Drawing Mythology

I have been drawing in this form for over 15 years and over that time a certain consistency has formed. To support and explain this consistency a Mythology has been founded on the three major groups found in my sketchbooks. Here are those three myths;

There are the men and there are the women. Men are characterized as having ties including the bow, bolo, and straight. They will also wear button-up shirts, have parted or balding heads of hair, wear different types of pants, more than likely old-timey shoes, and most likely a mustaches. The button is the man’s rivet and the necktie his neck fastening device. All of these things make up what he is, just as much as the robot’s parts make up a robot. Men are interested in the moving parts and tickers made of metal. They try to fuse electronic and mechanical parts to their own biological makeup whenever they get a chance. Their main interest and occupation of choice is the fix-it man. But once they start tinkering, the mechanical envelops them, inside and out. Their creations become so exaggerated that the use is forgotten, and so a use is never the goal. What is important is how many of the lovely springed movements and rusted out levers one can put between themselves and the supposed find purpose of the creation. Women wear dresses trimmed with eyelet lace while the dress material usually carries a pattern, most commonly is polka dot. Women usually have a circular application of rouge on their cheeks, along with full lips. They can pull their hair into pigtails meant for lassoing birds and hypnotizing the male brain into spontaneous combustion. Their blood is thick and as dark as the blackest squid ink, with a composition of 40% granulated molasses, 40% ground clove, and 20% eye-ball lubrication. This sweet solution pumps in their exposed hearts and bleeds like robot grease. People in general, both men and women, can be dismembered and partitioned in the drawing without the consequence of death. In most cases they must be bent and reformed to fit on their page. It is natural to be peeled across a page. Death is never a possibility, unlike robots, these people will not die.

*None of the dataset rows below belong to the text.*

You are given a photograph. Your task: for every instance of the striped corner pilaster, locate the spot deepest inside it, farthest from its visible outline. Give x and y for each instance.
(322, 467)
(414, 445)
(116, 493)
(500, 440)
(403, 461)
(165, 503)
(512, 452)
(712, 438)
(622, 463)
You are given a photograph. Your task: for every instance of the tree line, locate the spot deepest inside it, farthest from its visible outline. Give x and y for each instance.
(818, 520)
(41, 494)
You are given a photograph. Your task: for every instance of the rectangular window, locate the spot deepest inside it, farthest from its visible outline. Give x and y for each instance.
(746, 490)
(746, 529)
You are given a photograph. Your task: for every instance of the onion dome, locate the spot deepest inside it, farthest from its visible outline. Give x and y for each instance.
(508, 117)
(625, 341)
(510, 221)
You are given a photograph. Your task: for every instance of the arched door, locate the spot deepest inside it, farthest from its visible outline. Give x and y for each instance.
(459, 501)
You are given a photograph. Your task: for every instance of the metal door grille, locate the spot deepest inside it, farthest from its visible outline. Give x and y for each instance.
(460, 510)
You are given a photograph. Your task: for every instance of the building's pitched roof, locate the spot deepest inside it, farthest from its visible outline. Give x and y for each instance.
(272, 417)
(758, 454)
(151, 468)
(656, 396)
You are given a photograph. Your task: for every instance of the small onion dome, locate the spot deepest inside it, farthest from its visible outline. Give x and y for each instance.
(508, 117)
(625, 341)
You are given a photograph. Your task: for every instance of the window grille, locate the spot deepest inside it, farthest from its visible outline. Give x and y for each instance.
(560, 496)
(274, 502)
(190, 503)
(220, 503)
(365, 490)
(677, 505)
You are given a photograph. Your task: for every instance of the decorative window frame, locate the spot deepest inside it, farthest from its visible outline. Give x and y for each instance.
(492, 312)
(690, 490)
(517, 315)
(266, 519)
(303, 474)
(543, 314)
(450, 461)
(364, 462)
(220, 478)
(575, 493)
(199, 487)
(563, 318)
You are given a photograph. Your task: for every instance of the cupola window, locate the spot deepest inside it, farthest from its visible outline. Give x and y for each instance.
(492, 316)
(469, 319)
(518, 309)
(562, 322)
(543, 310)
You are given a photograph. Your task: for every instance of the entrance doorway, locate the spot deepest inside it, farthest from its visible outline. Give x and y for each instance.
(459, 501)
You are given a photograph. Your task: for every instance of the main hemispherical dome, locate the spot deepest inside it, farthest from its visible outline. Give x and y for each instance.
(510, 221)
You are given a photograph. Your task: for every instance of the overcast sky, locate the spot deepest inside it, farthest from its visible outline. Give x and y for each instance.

Robots consume birds and are overall suspicious of the animal. Humans create them and you can see their crude manufacturing as proof of that. Once they are built, their role in the drawing can be similar or no different than their human counterparts. They can be disassembled with parts exposed, just like the humans. Though they may have special add ons like music makers or meat grinders. If humans had these same add-ons within their anatomy, they would be closer to machine than to human. The robots are proud of their inefficient and poorly designed bodies, and they go to great length to emphasize this, as it gives character and character is deemed human. There are rivets, gears, pulleys, and mechanical joints that secrete grease. Inside their chest cavities there is a process, both chemical and physical, that breaks down the birds they consume into their elemental properties for the operation of the robots systems. Nothing is wasted in this process of bird digestion. The only reason for this is because robots were not given a solid secretion system to evacuate waste, and if they do not use up every last drop of bird juice, it can clog up their general systems. If left untreated it could lead to robot death. Robots can be made stronger than humans, but they are not invincible. They can be harmed and killed by means found within the drawings, including pitchforks, gunfire, regular fire, and over consumption of birds. Robot intelligence varies from robot to robot, and they can sometimes carry the brain of humans or any other living animal in their metal craniums. This does not change however the basic instincts of the robot, for instance, their suspicion of birds.

Birds can be found inside and outside of people, and sometimes people can be found inside of birds. They could be thoughts, some type of stand in for those sheets with eyeholes we call spirits, or just animals with hollow bones and feathers. If they are one of the first two mentioned, one could see why they possibly originate from internal organs, and why robots need to consume them to be fit and vital. Their closest relatives are the fish. Each has been known to have bodily exteriors consisting of an overlapping shingled material that gives them their eye-catching pattern, which may or may not inspire the viewer. Each could be one in the same and when transferred from one form to the next may be recycled into either form; bird or fish. If they are more specifically ideas, and as ideas go are actually complicated life forms that not only need a biological or mechanical vessel to exist, but a whole community of them in which to converse and evolve. The birds’ death is not also a death for the idea they carry, but a transition point into a new stage of life and change for this idea. So even though robots may massacre birds at will, they are only accelerating the birds’ ability to transfer ideas across the boundaries between people and robots. Robots don’t do all the killing either. People also must succumb to the act of bird sacrifice, in order to grease their machines and robot companions. Therefore, the mechanical and human populations are tied together in this mangled coexistence, with the bird and its close relative the fish, as its tightly strung bow. Without these birds and the entities they carry, people and machines would suffer greatly from loneliness and the longing for one another.